Science & Technology
Surgeons successfully conduct world's first whole-eye transplant
By T.K. Randall
November 11, 2023 · 4 comments
Could eye transplants be a cure for blindness ? Image Credit: Pixabay / blueberrykings111
Military veteran Aaron James had lost his eye and half of his face in a high-voltage electrical accident.
The idea of transplanting an entire eye has been on the cards for years, but until now, the only part of an eye that surgeons have ever successfully transplanted into a patient is the cornea.
When 46-year-old Aaron James lost his eye in a horrific work-related accident, however, he provided surgeons at New York University's Langone Health the unique opportunity to carry out the procedure.
In total, the complex surgery took 21 hours to complete.
While surgeons were able to successfully implant the eye, only time will tell whether or not James will actually be able to see through it.

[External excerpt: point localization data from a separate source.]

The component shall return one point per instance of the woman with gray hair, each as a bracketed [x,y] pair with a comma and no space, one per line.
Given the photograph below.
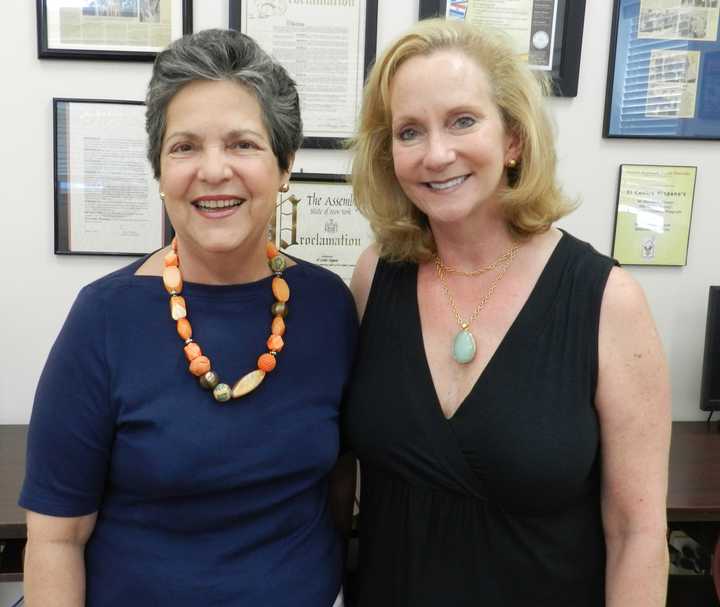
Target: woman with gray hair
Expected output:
[178,464]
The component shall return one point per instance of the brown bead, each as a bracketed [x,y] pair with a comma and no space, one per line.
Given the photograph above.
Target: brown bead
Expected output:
[275,343]
[278,326]
[172,279]
[266,362]
[279,308]
[280,289]
[209,380]
[184,329]
[178,308]
[200,365]
[248,383]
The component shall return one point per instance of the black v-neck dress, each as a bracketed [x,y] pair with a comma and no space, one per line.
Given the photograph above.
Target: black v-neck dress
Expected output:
[498,506]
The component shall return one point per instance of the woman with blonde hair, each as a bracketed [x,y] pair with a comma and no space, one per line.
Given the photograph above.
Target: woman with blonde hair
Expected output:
[510,400]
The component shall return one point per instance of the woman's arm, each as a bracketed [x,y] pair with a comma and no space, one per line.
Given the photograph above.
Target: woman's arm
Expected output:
[633,404]
[55,561]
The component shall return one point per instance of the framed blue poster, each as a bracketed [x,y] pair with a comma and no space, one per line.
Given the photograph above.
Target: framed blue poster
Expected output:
[664,70]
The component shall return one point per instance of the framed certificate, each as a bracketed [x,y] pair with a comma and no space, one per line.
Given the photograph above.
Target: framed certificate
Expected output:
[654,209]
[130,30]
[327,47]
[546,33]
[106,197]
[664,70]
[316,220]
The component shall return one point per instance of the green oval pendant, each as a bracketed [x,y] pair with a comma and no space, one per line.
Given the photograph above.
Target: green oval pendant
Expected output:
[464,347]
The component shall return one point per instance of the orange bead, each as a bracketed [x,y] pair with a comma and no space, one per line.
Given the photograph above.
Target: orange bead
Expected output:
[278,326]
[280,288]
[192,351]
[172,279]
[271,250]
[184,329]
[266,362]
[178,309]
[200,365]
[275,343]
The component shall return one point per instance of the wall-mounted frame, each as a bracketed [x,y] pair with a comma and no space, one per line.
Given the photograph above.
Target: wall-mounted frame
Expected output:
[317,220]
[327,48]
[653,214]
[106,197]
[547,32]
[126,30]
[664,70]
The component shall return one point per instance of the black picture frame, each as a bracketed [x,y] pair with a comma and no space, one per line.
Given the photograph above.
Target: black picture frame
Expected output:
[47,52]
[62,186]
[370,44]
[654,83]
[568,41]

As things stand, it has been six months since the surgery and he has yet to regain his sight, but surgeons remain optimistic that there is still a possibility that this will happen.
"The mere fact that we transplanted an eye is a huge step forward, something that for centuries has been thought about, but it's never been performed," said team leader Dr. Eduardo Rodriguez.
"If some form of vision restoration occurred, it would be wonderful, but... the goal was for us to perform the technical operation."
"I don't think anyone can claim that he will see. But by the same token, they can't claim that he will not see."
For James himself, the surgery was well worth it.
"I told them, 'even if I can't see... maybe at least you all can learn something to help the next person.' That's how you get started," he said.
"Hopefully this opens up a new path."